方法:这项队列研究包括两个三级护理中心的成年人,他们需要VVECMO治疗严重的COVID-19相关急性呼吸窘迫综合征(CARDS)。患者在ECMO期间接受中心依赖性阿加曲班或UFH抗凝治疗。遵循0.4-0.6μg/ml的hemoclot™目标范围指导阿加曲班。UFH以抗因子Xa(antiXa)水平(0.2-0.3IU/ml)为指导。主要结果是与UFH相比,阿加曲班的安全性,根据ECMO期间首次发生临床相关出血事件或死亡的时间进行评估.次要结果包括疗效(血栓栓塞时间)和可行性(范围内的抗凝目标比例)。
结果:从2019年到2021年,57名患者被纳入研究,其中27名患者(47%)接受阿加曲班,30名患者(53%)接受UFH。两组之间在ECMO期间首次临床相关出血或死亡的时间相似(HR(argatrobanvs.UFH):1.012,95%CI0.44-2.35,p=0.978)。与UFH相比,阿加曲班与血栓栓塞风险降低相关(HR0.494(95%CI0.26-0.95;p=0.034))。目标范围内的抗凝治疗的总体比例在组间没有差异(46%(23-54%)与46%(37%-57%),p=0.45)。
结论:根据hemoclot™目标(0.4-0.6μg/ml)使用阿加曲班进行抗凝治疗与antiXa指导的UFH(0.2-0.3IU/ml)相比是安全的,并且可能会延长需要VVECMO的严重ARDS患者的无血栓栓塞时间。
方法:这项队列研究包括两个三级护理中心的成年人,他们需要VVECMO治疗严重的COVID-19相关急性呼吸窘迫综合征(CARDS)。患者在ECMO期间接受中心依赖性阿加曲班或UFH抗凝治疗。遵循0.4-0.6μg/ml的hemoclot™目标范围指导阿加曲班。UFH以抗因子Xa(antiXa)水平(0.2-0.3IU/ml)为指导。主要结果是与UFH相比,阿加曲班的安全性,根据ECMO期间首次发生临床相关出血事件或死亡的时间进行评估.次要结果包括疗效(血栓栓塞时间)和可行性(范围内的抗凝目标比例)。

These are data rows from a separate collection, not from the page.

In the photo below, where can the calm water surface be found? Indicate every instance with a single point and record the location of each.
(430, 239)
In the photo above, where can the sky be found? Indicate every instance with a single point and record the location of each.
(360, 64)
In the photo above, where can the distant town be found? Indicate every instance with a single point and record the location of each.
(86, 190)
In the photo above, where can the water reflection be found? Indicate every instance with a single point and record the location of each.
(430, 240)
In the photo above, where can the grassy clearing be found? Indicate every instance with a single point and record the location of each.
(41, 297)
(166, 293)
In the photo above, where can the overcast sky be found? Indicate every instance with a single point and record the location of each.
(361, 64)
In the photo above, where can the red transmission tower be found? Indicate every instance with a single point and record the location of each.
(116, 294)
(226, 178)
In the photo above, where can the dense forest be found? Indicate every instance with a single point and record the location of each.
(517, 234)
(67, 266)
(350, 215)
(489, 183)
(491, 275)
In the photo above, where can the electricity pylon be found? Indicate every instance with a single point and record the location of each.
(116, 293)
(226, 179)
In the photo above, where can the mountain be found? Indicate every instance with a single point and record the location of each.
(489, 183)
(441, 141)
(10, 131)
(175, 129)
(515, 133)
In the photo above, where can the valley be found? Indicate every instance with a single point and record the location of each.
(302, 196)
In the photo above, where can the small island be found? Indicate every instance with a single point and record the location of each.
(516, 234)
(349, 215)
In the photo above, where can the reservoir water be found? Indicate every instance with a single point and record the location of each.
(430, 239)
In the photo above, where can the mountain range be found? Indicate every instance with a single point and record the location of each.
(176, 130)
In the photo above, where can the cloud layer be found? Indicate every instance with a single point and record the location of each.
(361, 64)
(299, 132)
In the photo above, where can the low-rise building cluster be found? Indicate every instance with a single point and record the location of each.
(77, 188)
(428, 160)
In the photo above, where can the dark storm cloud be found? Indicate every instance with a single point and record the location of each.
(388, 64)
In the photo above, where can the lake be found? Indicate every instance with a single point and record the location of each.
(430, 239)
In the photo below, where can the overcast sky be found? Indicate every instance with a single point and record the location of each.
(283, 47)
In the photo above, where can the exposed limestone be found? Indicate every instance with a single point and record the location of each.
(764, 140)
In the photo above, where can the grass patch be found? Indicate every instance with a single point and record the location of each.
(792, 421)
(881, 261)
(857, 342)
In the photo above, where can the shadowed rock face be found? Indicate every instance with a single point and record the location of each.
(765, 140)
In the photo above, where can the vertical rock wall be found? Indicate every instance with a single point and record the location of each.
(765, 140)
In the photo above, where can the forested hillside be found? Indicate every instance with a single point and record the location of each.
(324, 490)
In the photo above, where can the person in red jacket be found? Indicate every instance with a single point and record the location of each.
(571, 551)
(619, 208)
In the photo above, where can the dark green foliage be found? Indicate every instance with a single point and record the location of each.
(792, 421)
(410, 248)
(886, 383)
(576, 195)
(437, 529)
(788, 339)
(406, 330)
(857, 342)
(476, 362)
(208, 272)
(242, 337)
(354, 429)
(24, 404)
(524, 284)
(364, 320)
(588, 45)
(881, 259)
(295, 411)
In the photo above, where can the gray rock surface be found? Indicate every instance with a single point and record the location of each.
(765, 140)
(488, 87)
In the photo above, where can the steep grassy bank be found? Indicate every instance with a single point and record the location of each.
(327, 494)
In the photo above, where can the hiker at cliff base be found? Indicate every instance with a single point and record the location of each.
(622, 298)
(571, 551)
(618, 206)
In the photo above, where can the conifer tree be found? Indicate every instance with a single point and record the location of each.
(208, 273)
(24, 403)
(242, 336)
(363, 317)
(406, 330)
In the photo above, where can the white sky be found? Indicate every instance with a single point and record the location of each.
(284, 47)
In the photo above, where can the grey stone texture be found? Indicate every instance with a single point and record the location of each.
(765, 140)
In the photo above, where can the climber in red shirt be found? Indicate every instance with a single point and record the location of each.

结果:从2019年到2021年,57名患者被纳入研究,其中27名患者(47%)接受阿加曲班,30名患者(53%)接受UFH。两组之间在ECMO期间首次临床相关出血或死亡的时间相似(HR(argatrobanvs.UFH):1.012,95%CI0.44-2.35,p=0.978)。与UFH相比,阿加曲班与血栓栓塞风险降低相关(HR0.494(95%CI0.26-0.95;p=0.034))。目标范围内的抗凝治疗的总体比例在组间没有差异(46%(23-54%)与46%(37%-57%),p=0.45)。
结论:根据hemoclot™目标(0.4-0.6μg/ml)使用阿加曲班进行抗凝治疗与antiXa指导的UFH(0.2-0.3IU/ml)相比是安全的,并且可能会延长需要VVECMO的严重ARDS患者的无血栓栓塞时间。